When I try to run cufflinks, with the command:
cufflinks --GTF /.../B0510_manual_reindexed_v2.gff --min-isoform-fraction 0.5 --pre-mrna-fraction 0.05 --max-intron-length 2000 --small-anchor-fraction 0.06 --min-intron-length 30 --overlap-radius 1 --3-overhang-tolerance 0 --intron-overhang-tolerance 0 --no-faux-reads -p 8 -o /.../cufflinks_out_V3/Apo12B/ /media/cinerea/BGI_RNAseq_V2/.../Apo12B/accepted_hits.bam
Cufflinks just skips a huge part (+- 3.4Mb) of a scaffold, at the following step:
You are using Cufflinks v2.1.1, which is the most recent release. [14:00:50] Loading reference annotation. [14:00:50] Inspecting reads and determining fragment length distribution.

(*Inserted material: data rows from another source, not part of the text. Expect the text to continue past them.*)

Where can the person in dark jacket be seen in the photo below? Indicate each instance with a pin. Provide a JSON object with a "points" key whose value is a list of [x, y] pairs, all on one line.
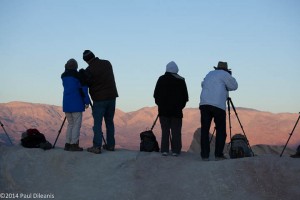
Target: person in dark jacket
{"points": [[171, 96], [75, 100], [103, 91]]}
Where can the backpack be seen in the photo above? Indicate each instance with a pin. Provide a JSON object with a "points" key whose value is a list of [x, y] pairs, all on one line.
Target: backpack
{"points": [[148, 140], [32, 138], [297, 154], [239, 147]]}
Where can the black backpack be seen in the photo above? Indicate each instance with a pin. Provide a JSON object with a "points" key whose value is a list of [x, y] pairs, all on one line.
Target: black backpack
{"points": [[32, 138], [148, 140], [239, 147]]}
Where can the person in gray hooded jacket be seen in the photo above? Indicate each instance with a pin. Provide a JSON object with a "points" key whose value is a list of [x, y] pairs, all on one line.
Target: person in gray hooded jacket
{"points": [[171, 96]]}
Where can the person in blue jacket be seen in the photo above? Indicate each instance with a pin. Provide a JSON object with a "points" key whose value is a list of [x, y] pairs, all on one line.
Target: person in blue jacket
{"points": [[215, 91], [75, 101]]}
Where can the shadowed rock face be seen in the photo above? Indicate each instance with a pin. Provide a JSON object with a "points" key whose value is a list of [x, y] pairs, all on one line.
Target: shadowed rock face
{"points": [[260, 127]]}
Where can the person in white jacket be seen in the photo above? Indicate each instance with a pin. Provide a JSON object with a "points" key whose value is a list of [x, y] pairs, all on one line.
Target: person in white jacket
{"points": [[215, 91]]}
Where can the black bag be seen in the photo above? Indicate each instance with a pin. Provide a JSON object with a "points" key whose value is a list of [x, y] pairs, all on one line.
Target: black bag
{"points": [[239, 147], [148, 140], [32, 138], [297, 154]]}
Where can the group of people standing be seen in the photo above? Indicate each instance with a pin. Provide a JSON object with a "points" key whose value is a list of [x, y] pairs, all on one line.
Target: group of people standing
{"points": [[170, 94]]}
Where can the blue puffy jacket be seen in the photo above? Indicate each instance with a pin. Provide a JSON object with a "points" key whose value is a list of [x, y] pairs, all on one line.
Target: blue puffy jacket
{"points": [[75, 95]]}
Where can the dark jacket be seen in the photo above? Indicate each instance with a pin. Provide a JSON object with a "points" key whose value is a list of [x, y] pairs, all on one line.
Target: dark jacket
{"points": [[101, 80], [75, 94], [171, 95]]}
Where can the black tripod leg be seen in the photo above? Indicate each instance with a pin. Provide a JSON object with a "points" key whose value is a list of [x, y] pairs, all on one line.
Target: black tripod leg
{"points": [[230, 101], [290, 135], [212, 135], [59, 132], [6, 134], [229, 119]]}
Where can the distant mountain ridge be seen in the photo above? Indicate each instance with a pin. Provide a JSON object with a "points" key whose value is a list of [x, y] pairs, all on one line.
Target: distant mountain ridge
{"points": [[260, 127]]}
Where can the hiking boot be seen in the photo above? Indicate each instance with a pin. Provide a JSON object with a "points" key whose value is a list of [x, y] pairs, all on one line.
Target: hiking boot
{"points": [[220, 158], [108, 148], [67, 147], [295, 156], [205, 159], [165, 154], [96, 150], [75, 147]]}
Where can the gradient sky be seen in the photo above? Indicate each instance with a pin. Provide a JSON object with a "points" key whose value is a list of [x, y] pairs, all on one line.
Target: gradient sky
{"points": [[260, 40]]}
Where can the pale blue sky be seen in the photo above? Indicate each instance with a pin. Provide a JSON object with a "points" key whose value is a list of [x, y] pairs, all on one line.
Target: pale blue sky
{"points": [[260, 40]]}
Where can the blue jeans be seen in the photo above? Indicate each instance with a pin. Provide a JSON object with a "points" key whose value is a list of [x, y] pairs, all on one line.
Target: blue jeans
{"points": [[171, 126], [207, 114], [104, 109]]}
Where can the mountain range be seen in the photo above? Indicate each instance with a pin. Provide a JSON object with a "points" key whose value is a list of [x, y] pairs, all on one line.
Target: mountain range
{"points": [[260, 127]]}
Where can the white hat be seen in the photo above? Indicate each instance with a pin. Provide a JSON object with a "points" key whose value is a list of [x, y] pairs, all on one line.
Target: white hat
{"points": [[172, 67]]}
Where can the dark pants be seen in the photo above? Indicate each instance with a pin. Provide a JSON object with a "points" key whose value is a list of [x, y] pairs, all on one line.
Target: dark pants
{"points": [[106, 110], [207, 114], [171, 126]]}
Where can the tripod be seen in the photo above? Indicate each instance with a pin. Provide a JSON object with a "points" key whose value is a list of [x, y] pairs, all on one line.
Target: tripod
{"points": [[290, 135], [229, 102], [6, 133]]}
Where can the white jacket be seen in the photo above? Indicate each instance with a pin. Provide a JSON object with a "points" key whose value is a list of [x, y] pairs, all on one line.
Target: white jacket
{"points": [[215, 87]]}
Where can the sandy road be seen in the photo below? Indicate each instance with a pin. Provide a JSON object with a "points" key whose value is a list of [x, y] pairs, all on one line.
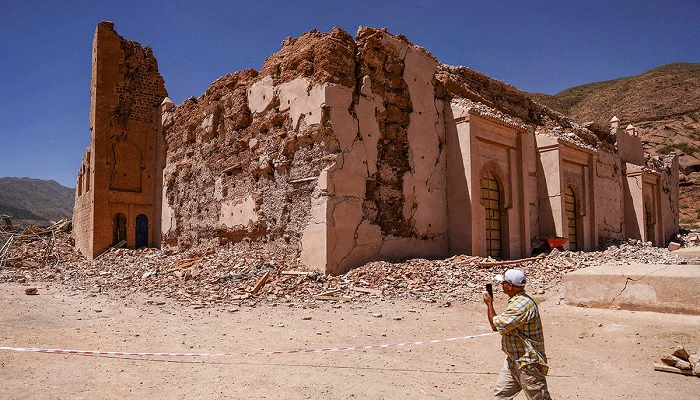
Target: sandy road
{"points": [[594, 354]]}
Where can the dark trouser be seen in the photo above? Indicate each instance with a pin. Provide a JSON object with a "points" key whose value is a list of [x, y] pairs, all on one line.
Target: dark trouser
{"points": [[528, 378]]}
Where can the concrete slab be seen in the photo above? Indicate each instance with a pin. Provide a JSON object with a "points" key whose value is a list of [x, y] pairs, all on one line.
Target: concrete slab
{"points": [[646, 287]]}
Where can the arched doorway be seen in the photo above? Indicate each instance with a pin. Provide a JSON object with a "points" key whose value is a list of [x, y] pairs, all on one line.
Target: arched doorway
{"points": [[141, 231], [118, 228], [570, 210], [491, 199]]}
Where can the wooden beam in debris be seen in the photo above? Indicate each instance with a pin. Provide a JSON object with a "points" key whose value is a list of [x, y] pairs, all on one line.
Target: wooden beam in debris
{"points": [[114, 246], [185, 263], [335, 298], [309, 179], [367, 290], [668, 368], [510, 262]]}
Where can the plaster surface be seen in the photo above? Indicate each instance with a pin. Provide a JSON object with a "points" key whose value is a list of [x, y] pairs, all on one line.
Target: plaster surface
{"points": [[647, 287]]}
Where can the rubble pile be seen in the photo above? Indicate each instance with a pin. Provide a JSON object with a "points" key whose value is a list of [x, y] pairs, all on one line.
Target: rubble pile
{"points": [[680, 362], [228, 276]]}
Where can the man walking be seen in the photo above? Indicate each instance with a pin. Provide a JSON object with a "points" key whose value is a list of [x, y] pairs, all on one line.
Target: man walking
{"points": [[522, 340]]}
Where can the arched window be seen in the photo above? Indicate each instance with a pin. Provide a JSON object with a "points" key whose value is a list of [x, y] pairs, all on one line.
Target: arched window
{"points": [[141, 231], [491, 198], [119, 228], [570, 210]]}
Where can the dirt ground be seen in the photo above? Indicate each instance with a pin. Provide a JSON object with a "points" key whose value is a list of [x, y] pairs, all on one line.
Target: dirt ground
{"points": [[594, 354]]}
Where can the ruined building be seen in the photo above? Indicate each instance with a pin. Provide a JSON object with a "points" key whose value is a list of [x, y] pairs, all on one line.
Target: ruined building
{"points": [[342, 151]]}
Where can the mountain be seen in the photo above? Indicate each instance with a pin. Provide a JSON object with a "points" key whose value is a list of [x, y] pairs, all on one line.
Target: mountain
{"points": [[664, 103], [35, 201]]}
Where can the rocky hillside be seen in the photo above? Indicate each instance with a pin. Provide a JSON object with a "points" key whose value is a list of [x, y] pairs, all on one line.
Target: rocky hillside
{"points": [[34, 201], [664, 103]]}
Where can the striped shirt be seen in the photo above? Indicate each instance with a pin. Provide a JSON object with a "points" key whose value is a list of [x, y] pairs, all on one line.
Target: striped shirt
{"points": [[521, 332]]}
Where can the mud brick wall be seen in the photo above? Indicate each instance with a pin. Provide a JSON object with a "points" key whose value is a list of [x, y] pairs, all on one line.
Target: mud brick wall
{"points": [[236, 175]]}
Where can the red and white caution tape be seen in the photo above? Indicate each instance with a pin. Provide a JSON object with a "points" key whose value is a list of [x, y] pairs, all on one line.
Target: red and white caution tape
{"points": [[242, 353]]}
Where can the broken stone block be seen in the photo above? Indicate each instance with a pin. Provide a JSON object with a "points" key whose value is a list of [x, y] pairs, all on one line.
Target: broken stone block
{"points": [[681, 353]]}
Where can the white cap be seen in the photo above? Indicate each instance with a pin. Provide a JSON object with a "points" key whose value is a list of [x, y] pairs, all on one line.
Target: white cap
{"points": [[513, 276]]}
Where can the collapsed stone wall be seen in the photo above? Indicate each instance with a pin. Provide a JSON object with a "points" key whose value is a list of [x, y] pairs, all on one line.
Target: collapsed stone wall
{"points": [[252, 145], [334, 152]]}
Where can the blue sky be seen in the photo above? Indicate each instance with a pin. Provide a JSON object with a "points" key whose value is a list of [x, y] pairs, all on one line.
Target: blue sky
{"points": [[537, 46]]}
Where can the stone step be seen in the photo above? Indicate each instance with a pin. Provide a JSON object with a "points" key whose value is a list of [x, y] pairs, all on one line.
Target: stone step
{"points": [[644, 287]]}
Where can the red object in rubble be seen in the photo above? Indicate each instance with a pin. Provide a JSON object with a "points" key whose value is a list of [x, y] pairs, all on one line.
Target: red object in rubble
{"points": [[555, 242]]}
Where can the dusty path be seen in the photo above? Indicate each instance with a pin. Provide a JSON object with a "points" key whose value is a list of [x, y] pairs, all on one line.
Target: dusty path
{"points": [[594, 354]]}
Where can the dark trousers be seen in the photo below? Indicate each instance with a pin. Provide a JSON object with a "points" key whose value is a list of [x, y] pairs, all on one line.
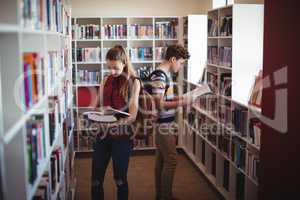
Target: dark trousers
{"points": [[119, 150]]}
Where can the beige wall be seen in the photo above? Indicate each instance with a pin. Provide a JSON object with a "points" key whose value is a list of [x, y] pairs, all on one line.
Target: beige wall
{"points": [[82, 8], [251, 1]]}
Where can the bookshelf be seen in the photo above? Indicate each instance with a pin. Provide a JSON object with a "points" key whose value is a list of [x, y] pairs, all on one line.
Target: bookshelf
{"points": [[36, 122], [222, 131], [144, 37]]}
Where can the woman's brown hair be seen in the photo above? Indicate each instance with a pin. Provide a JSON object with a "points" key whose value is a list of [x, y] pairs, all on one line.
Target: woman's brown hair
{"points": [[118, 53]]}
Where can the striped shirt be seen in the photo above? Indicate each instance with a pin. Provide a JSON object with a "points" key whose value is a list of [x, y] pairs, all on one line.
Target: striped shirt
{"points": [[159, 84]]}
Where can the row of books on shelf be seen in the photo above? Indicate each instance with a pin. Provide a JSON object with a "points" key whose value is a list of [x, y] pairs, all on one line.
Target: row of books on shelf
{"points": [[88, 77], [36, 145], [141, 53], [225, 56], [56, 61], [225, 113], [37, 14], [136, 53], [226, 26], [240, 121], [55, 117], [115, 31], [256, 93], [88, 54], [212, 27], [253, 166], [34, 79], [67, 127], [167, 29], [185, 26], [225, 84], [212, 79], [255, 126], [238, 152], [160, 52], [138, 31], [224, 143], [51, 179], [88, 31], [221, 56]]}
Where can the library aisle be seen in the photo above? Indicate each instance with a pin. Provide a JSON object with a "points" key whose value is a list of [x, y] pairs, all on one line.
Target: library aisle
{"points": [[240, 141], [189, 182]]}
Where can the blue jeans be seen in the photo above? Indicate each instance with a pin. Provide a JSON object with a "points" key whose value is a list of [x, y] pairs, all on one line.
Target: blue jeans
{"points": [[119, 150]]}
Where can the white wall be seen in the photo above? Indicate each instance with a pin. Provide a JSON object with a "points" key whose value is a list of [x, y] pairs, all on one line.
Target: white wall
{"points": [[86, 8], [81, 8]]}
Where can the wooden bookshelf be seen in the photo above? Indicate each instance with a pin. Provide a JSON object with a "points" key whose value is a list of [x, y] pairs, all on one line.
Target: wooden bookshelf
{"points": [[230, 172], [148, 37], [20, 35]]}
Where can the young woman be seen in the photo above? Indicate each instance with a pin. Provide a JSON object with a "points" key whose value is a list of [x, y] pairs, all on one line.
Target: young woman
{"points": [[120, 91]]}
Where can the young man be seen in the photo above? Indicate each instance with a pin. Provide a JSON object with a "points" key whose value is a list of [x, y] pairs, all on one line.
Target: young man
{"points": [[167, 102]]}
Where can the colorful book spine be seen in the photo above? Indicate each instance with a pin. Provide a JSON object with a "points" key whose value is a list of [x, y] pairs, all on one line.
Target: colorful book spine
{"points": [[89, 31], [115, 31], [212, 27], [240, 121], [34, 86], [166, 29], [88, 54], [141, 53], [225, 56], [159, 53], [226, 26], [88, 77], [212, 52], [36, 145], [138, 31]]}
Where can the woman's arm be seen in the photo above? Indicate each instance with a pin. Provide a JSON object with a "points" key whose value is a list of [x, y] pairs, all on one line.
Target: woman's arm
{"points": [[98, 100]]}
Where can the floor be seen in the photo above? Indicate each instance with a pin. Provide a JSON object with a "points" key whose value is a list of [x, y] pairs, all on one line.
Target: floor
{"points": [[189, 183]]}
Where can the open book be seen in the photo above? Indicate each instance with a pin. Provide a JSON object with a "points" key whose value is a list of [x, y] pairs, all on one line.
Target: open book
{"points": [[202, 89], [105, 115]]}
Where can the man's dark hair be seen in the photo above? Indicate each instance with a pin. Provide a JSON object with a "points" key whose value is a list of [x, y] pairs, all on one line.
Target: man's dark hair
{"points": [[177, 51]]}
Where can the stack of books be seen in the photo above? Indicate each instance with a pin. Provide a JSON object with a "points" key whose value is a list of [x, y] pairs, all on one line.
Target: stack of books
{"points": [[256, 93], [255, 126], [36, 145], [212, 27], [225, 56], [88, 77], [89, 31], [226, 26], [115, 31], [253, 165], [138, 31], [238, 152], [141, 53], [212, 55], [89, 54], [159, 53], [166, 29], [56, 167], [34, 78], [225, 84], [239, 120]]}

Processing Locus B0510_5C01:490546-492362 [ ] 0%
I tried to tweak the parameter --max-bundle-frags up and down, but this does not make any difference. In isoforms.fpkm_tracking the transcripts are marked with HIDATA. The reads seem fine at this locus.
What is wrong? any ideas?
EDIT: I inspected the -verbose logs, and I see that exactly this part that's being skipped, is taken by cufflinks as one big bundle, with 1M reads on it. I lowered the --max-bundle-length flag, but this does not seem to have any effect at all?
EDIT2: It filters the large bundle after the "processing-step" resulting in no outcome at all for the genes in that locus. Where does cufflinks get it's bundle sizes from? Can I adjust this?